El cambio parece técnico, pero es una revolución antropológica. Por primera vez en la historia jurídica occidental, el cuerpo de la persona (y no el honor de la familia, del padre o del marido) se convierte en el bien jurídico protegido. Este giro tiene un padre intelectual preciso: Emmanuel-Joseph Sieyès.
En el preámbulo de la Declaración de los Derechos del Hombre y del Ciudadano de 1789, el abbé Sieyès había deslizado una frase que pasó casi desapercibida en su momento y que hoy se revela como una bomba de relojería conceptual:
“Tout homme est seul propriétaire de sa personne. […] Cette propriété est inaliénable.”
Esa única frase bastó para derruir todo el edificio penal del Antiguo Régimen.
Bajo el antiguo derecho, el “rapt” era ante todo un delito contra la autoridad paterna o marital. El Código Criminal de 1670 de Colbert castigaba el rapto de una menor con la pena de muerte… pero solo si la joven era virgen y el raptor no se casaba con ella después. La violación en sí misma solo interesaba en la medida en que lesionaba el patrimonio familiar: la virginidad era una mercancía que pertenecía al padre o al futuro esposo. Si la víctima era casada, prostituta o “de mala vida”, el delito desaparecía o se reducía a una simple “voies de fait”. El cuerpo de la mujer no era suyo; era propiedad ajena.
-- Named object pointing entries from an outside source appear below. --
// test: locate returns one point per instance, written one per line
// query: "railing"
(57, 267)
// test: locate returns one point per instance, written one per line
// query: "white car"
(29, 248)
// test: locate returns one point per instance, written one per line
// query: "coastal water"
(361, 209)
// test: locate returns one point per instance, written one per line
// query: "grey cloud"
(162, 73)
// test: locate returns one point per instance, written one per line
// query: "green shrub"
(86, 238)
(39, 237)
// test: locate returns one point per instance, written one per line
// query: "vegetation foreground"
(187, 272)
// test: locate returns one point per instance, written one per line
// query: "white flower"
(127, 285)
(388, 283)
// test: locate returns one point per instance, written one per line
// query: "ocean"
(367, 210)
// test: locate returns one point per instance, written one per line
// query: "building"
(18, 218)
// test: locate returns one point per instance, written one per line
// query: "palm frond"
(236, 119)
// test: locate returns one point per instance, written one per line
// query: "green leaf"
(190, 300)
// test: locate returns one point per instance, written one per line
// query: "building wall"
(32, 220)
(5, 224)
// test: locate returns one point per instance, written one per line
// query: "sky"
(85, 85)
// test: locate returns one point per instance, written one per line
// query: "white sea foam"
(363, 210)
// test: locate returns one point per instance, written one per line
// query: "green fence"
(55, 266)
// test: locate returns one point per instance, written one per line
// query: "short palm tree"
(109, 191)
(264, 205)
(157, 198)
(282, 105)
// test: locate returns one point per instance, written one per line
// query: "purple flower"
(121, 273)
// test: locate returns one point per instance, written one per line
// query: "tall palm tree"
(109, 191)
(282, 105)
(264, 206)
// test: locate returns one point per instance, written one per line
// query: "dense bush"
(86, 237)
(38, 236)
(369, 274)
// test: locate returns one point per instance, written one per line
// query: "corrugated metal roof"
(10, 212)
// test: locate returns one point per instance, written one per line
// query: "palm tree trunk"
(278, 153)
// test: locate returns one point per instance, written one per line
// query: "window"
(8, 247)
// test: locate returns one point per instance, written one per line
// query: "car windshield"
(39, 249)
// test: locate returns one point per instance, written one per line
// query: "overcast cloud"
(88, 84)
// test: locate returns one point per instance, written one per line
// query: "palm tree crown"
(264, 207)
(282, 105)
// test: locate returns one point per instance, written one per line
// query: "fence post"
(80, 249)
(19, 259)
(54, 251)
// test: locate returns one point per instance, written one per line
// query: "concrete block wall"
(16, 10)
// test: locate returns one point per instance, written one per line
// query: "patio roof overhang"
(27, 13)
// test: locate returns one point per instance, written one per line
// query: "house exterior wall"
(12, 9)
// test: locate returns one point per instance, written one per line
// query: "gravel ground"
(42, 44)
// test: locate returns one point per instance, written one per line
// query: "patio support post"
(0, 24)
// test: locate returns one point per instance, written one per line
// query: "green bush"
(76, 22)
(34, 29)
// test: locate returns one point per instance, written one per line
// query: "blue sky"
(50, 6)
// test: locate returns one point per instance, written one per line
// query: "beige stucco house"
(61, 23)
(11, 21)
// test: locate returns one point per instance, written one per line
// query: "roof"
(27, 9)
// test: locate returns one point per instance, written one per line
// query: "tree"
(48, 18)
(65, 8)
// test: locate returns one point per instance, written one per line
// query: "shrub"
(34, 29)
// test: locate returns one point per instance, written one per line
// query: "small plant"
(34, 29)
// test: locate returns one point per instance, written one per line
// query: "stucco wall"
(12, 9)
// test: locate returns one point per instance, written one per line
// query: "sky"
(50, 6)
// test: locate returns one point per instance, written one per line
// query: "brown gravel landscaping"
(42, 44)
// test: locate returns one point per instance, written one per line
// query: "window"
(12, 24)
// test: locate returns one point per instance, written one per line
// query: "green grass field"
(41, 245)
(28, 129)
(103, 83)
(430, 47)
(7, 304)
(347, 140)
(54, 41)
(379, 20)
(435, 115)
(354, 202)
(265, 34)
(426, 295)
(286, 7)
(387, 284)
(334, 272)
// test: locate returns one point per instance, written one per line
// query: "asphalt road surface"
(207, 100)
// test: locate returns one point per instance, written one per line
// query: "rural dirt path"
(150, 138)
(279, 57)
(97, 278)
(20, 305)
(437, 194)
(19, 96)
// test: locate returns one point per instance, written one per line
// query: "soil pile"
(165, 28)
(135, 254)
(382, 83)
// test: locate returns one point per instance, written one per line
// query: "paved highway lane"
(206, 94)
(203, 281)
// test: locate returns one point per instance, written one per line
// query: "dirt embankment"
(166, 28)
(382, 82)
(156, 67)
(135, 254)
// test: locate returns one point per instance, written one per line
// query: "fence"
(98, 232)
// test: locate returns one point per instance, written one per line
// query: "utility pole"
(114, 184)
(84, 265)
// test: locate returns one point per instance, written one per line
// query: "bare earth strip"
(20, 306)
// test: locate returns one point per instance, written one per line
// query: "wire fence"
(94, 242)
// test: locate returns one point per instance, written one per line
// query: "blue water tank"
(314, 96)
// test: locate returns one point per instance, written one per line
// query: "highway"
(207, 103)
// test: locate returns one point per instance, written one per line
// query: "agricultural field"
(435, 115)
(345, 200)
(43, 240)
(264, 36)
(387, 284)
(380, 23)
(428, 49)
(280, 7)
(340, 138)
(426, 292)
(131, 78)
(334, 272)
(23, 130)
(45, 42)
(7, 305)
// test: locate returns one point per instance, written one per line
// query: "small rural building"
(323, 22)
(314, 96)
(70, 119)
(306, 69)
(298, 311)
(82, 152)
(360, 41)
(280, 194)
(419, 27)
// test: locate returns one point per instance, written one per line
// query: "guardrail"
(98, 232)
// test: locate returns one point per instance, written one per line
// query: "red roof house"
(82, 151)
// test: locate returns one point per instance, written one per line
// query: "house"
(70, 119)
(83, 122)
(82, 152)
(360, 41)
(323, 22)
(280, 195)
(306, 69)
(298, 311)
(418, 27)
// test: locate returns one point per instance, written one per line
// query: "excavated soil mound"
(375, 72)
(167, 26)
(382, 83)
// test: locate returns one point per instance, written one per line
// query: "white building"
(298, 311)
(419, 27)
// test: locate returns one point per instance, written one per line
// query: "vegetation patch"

La fórmula de Sieyès invierte radicalmente la lógica: el cuerpo pasa a ser propiedad exclusiva e inalienable de su titular. Por tanto, cualquier atentado contra él es un robo en el sentido más literal del término: la sustracción violenta de lo que nadie puede enajenar legítimamente. El delito deja de ser un daño colateral al patrimonio familiar para convertirse en una violación (nunca mejor dicho) de la soberanía individual.
El Código de 1791 traduce esa idea con una precisión quirúrgica. El artículo 351 no menciona la virginidad, ni el estado civil, ni el consentimiento de los padres. Solo exige la ausencia de consentimiento de la víctima y la violencia o la coacción. Es cierto que el código sigue siendo hijo de su tiempo: la pena es la misma tanto para el violador de una niña de diez años como para el de una mujer adulta, y el estupro consentido con menores sigue castigado con dureza (lo que revela que la protección de la infancia aún pesa más que la autonomía sexual). Pero el principio está plantado: el cuerpo es mío y solo mío.
Este cambio no fue pacífico. Los debates en la Asamblea revelan la resistencia de los sectores más conservadores. Algunos diputados, aún impregnados de la moral del Antiguo Régimen, querían mantener la distinción entre “rapt de viol” y “rapt de séduction”, porque consideraban que una mujer que había “cedido” sin violencia física no merecía la misma protección. Cambacérès, uno de los redactores del código, respondió con una frase que resume toda la revolución: “Le corps d’une femme n’appartient ni à son père, ni à son mari, ni à la société: il lui appartient à elle seule.”
El Código de 1791 duró poco: fue reemplazado en 1810 por el Código Napoleónico, que retrocedió en muchos aspectos (volvería a exigir la virginidad como agravante y reduciría las penas). Pero la semilla ya estaba sembrada. El término “viol” como delito específico contra la integridad sexual de la persona había entrado en el derecho positivo, y ya no saldría nunca más.
Hoy, cuando leemos en el artículo 222-23 del Código Penal francés actual que “tout acte de pénétration sexuelle, de quelque nature qu’il soit, commis sur la personne d’autrui par violence, contrainte, menace ou surprise est un viol”, estamos leyendo la consecuencia directa, aunque ampliada y perfeccionada, de aquella revolución conceptual de 1791.
Sieyès probablemente nunca imaginó que su frase sobre la propiedad inalienable de la persona se convertiría, dos siglos después, en el fundamento jurídico del consentimiento sexual moderno. Pero así es la historia: a veces las mayores revoluciones caben en una sola frase.